In Europe, automakers have had to deal with the General Safety Regulation, which mandates a range of safety technologies including intelligent speed assistance, driver attention warnings, reversing detection and event data recorders, as well as autonomous emergency braking and emergency lane-keeping systems for passenger cars and vans.

Mr Annese said lane-keeping systems are particularly difficult to tune, because manufacturers have to balance what drivers want with what independent safety bodies expect.
“Talking about the elephant in the room, that is the lane-keep assist, the rest you can manage, but the lane keep is probably one of the biggest offenders,” he said.
“But the lane keep you have an edge between what Euro NCAP is asking to give you the five stars and what you don’t want, and so you decrease, decrease, and at the end of the story you find the balance between these two.
“We did the work with Stellantis for fixing this, and we continue to work with them.”

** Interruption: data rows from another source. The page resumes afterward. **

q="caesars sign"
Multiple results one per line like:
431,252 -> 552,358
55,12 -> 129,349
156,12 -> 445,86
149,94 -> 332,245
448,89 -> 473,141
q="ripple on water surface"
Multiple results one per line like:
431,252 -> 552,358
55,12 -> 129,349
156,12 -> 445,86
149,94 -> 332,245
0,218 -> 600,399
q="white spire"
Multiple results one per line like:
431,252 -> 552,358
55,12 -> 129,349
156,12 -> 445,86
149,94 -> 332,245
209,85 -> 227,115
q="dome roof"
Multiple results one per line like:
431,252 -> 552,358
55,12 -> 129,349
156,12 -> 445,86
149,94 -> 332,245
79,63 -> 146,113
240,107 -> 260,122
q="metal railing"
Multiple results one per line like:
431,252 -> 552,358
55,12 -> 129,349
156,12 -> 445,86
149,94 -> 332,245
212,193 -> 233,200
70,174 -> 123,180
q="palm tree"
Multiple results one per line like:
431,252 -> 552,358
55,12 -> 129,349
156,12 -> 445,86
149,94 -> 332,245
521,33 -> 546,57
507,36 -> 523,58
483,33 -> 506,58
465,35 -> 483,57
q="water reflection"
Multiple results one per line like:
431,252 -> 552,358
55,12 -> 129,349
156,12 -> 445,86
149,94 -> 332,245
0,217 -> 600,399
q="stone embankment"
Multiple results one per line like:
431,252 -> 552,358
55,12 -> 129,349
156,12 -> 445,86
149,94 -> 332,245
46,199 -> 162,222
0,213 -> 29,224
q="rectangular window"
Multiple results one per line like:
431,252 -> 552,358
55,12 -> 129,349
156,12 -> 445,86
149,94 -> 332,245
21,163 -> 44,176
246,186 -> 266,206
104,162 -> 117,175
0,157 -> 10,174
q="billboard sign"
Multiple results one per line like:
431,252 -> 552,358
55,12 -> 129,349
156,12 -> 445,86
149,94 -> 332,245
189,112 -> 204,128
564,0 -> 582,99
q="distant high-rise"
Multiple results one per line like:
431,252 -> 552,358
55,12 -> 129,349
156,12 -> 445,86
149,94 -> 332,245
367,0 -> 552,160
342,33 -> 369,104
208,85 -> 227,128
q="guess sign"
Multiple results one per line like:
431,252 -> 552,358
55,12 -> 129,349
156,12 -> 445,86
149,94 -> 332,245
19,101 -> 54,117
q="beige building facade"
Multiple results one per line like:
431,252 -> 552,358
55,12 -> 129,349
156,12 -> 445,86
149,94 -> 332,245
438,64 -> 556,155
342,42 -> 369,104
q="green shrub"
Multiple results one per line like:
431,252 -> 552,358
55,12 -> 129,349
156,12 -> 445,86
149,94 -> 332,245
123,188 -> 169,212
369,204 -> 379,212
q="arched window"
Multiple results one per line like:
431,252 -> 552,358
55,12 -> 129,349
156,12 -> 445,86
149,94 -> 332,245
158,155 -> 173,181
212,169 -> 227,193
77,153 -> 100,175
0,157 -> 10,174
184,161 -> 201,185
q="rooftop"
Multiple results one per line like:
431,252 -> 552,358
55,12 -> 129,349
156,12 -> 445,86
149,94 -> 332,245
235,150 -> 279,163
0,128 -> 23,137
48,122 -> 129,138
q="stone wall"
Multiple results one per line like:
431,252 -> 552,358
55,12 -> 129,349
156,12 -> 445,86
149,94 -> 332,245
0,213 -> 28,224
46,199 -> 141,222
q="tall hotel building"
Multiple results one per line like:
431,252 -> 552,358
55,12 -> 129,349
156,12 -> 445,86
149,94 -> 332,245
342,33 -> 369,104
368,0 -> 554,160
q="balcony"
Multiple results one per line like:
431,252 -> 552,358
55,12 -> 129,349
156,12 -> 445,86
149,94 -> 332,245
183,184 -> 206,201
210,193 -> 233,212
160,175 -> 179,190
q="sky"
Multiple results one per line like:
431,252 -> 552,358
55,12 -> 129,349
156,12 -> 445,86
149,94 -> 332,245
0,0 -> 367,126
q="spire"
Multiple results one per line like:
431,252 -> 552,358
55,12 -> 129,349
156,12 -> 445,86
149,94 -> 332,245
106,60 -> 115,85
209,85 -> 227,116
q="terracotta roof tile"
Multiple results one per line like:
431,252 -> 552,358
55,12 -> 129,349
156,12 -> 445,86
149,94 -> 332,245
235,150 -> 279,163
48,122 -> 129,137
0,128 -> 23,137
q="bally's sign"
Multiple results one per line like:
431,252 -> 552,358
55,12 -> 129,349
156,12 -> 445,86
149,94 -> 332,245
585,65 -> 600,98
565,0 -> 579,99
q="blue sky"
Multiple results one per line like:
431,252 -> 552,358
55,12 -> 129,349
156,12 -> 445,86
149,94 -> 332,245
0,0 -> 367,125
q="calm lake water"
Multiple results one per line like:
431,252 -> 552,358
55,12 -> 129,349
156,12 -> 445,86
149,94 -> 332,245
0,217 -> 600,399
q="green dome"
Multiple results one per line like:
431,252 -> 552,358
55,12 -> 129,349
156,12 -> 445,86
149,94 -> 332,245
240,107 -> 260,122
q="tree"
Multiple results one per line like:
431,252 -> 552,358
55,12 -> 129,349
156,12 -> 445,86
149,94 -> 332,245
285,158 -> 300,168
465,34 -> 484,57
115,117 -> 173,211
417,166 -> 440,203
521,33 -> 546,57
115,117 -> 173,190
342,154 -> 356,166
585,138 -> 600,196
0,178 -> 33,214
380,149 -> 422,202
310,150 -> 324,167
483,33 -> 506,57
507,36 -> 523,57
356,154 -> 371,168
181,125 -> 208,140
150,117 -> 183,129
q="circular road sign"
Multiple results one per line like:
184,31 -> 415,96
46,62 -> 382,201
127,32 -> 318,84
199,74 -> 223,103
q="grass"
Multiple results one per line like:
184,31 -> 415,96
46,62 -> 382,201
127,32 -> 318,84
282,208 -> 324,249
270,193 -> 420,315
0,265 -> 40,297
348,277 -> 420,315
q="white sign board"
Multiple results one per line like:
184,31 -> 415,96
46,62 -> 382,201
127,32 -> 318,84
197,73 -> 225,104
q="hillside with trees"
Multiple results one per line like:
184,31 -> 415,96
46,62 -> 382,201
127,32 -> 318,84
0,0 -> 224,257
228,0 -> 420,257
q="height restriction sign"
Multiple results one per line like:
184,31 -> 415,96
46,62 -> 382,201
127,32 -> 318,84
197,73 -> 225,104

The B05 is fitted with 21 advanced driver assistance systems (ADAS) and seven airbags. The car uses 14 sensors and cameras to put its ADAS to use.
Mr Annese said Leapmotor’s driver-assistance calibration had improved since the C10 SUV, and that the B05’s steering tune could also be rolled into the B10 via an over-the-air update.
“We are still reviewing the tuning, the steering of this one. We will probably be taken on B10 as well, because we like the software the way it has been tuned,” he said.
“So the next OTA of B10 will take steering feeling of this one, because we noticed that this was better, so now B10 can get it as a let’s say a gift, it is one one on the advantage of having full OTA capability.”

It is not yet clear whether any such B10 update would apply to Australian-delivered vehicles but we believe that will be the case.
The B10 already has a five-star ANCAP safety rating in Australia, as well as a five-star Euro NCAP safety rating in Europe.
The B05 has not yet received a Euro NCAP rating, though Leapmotor says the car has already been tested and a five-star result is expected.
The new small hatchback is due in Australia in the second half of 2026, where it will sit below the B10 small electric SUV.
Australian pricing and specifications have not been confirmed.